On the basis of these findings, all of which were made as a matter of law, plaintiffs are entitled to the entry of judgment on their claims that the government defendants’ actions were arbitrary, capricious, an abuse of discretion or otherwise not in accordance with law, as alleged in
. Much of this Background was previously set forth by the Court in its Decision and Order dated April 30, 1986. That decision is reprinted at 634 F.Supp. 760.
. United States-flag ships are vessels documented in the United States and owned by United States citizens or entities. 46 U.S.C.App. section 1202.
. City of Milwaukee v. Block, 823 F.2d 1158, 1162 (1987).
. The government defendants, in a footnote in their brief after remand, argue that another issue still in dispute is whether this Court can grant the injunctive relief sought by plaintiffs. The government defendants contend that injunctive relief against the Commodity Credit Corporation is barred under 15 U.S.C. § 714b(c), which provides that no injunction shall be issued against the CCC or its property.

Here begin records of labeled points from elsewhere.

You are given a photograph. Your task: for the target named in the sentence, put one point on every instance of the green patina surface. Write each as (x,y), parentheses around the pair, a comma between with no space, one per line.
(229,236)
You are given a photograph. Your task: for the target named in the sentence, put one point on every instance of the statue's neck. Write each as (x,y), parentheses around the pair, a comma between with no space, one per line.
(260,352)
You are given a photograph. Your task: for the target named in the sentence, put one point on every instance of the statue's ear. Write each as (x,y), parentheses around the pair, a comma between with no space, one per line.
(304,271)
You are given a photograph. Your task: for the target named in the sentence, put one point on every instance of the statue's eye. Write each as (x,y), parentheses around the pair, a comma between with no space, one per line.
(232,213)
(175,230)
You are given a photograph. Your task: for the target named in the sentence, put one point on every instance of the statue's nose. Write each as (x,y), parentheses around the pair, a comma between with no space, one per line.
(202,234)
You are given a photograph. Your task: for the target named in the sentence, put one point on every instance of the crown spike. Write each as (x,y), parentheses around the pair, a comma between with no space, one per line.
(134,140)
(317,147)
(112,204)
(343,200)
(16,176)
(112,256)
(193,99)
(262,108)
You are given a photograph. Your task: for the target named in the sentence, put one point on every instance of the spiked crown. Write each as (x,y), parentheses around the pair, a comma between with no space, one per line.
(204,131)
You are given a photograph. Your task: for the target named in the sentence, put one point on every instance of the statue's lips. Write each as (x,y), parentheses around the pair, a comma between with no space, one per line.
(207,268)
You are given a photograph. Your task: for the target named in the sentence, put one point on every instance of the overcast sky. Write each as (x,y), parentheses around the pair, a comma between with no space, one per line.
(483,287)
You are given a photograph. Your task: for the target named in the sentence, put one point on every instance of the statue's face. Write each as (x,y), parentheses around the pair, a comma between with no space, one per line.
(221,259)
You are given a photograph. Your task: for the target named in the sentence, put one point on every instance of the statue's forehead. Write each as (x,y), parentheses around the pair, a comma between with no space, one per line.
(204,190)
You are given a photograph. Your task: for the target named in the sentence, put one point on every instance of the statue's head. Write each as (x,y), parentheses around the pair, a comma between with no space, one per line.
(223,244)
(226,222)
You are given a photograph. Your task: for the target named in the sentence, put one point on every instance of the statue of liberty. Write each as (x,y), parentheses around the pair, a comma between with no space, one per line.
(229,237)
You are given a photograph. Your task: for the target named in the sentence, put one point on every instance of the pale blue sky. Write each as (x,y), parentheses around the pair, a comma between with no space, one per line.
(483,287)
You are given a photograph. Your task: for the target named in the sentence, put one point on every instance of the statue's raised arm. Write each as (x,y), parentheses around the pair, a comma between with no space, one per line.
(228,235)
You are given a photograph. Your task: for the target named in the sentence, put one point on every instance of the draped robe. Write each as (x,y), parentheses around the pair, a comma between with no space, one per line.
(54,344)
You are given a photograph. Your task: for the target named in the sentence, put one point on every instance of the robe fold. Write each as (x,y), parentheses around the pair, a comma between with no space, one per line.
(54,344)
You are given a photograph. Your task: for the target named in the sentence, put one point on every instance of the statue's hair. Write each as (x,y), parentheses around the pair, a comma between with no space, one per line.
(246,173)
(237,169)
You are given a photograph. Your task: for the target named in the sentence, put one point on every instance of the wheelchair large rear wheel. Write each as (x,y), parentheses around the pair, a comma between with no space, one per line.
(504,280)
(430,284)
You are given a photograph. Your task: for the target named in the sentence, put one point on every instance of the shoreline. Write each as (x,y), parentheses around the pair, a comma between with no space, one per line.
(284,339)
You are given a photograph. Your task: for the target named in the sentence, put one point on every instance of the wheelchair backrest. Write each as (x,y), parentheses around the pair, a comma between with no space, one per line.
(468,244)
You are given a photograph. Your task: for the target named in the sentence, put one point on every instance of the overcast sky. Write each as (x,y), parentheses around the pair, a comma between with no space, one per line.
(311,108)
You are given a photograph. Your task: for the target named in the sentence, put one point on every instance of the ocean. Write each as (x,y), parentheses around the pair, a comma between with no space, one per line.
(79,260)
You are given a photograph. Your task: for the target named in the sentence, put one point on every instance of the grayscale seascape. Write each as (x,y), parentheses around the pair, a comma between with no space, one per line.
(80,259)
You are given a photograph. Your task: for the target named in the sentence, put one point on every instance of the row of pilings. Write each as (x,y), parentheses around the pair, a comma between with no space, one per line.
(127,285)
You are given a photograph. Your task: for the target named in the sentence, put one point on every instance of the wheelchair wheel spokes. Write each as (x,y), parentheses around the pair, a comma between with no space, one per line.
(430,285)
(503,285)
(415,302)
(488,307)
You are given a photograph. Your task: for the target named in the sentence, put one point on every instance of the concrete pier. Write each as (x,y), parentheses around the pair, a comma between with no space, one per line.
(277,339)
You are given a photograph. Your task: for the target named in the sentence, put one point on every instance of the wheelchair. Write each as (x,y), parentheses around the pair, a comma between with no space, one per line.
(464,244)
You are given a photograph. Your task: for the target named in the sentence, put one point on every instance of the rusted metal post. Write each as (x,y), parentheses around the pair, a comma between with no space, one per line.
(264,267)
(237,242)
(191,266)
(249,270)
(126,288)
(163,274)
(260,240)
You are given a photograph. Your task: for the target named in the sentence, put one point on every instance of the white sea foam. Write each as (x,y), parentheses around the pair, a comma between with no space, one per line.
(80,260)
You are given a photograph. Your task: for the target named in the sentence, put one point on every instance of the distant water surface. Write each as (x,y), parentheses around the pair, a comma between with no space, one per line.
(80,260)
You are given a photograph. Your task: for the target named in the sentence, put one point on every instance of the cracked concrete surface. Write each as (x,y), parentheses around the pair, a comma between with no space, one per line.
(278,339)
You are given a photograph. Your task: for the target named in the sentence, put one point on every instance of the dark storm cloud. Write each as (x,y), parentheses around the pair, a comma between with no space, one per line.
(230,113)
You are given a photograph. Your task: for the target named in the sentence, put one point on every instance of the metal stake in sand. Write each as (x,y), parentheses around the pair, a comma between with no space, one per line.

The Court is not persuaded at this time that the anti-injunction provision prevents the Court from granting the relief sought by plaintiffs. The purpose of the anti-injunction provision was to avoid the implication of FHA v. Burr, 309 U.S. 242, 60 S.Ct. 488, 84 L.Ed. 724 (1940), which held that when Congress provides that an agency can “sue and be sued,” it has consented to all civil process including garnishment and attachment. Related Industries Inc. v. United States, 2 Ct.Cl. 517, 521-23 (1983). The case at hand seeks only to prevent the agency's administrator from acting beyond the scope of the authority delegated to him; that is, to restrain him from misinterpreting the Cargo Preference Act. Under the Administrative Procedure Act, this Court has authority to correct an agency's unlawful action. 5 U.S.C. § 706 et seq. (1976). Also, even if the type of injunction sought in this case against the administrator of the CCC were barred, declaratory relief (which plaintiffs also seek) would not be foreclosed. See Worthington v. Commodity Credit Corporation, 157 F.Supp. 497 (E.D.N.C.1957) (declaratory judgment not barred by § 714b(c)); see also Mar v. Kleppe, 520 F.2d 867 (10th Cir.1975) (upholding declaratory judgment against Small Business Administration despite "anti-injunction” provision in SBA Act identical to § 714b(c)). Furthermore, the anti-injunction provision of the CCC does not bar the entry of an injunction against the Secretary of Agriculture. Mitchell v. Block, 551 F.Supp. 1011, 1016 (W.D.Va.1982).
Still, the issue may be dealt with more thoroughly and directly in a challenge to the wording of the judgment, which the Court provides for in this decision, see Summary, infra. Accordingly, the Court withholds any explicit ruling on the effects of the anti-injunction provision at this time and invites further briefing on the issue.
. The Court agrees that the constitutionality of the past diversions is now moot.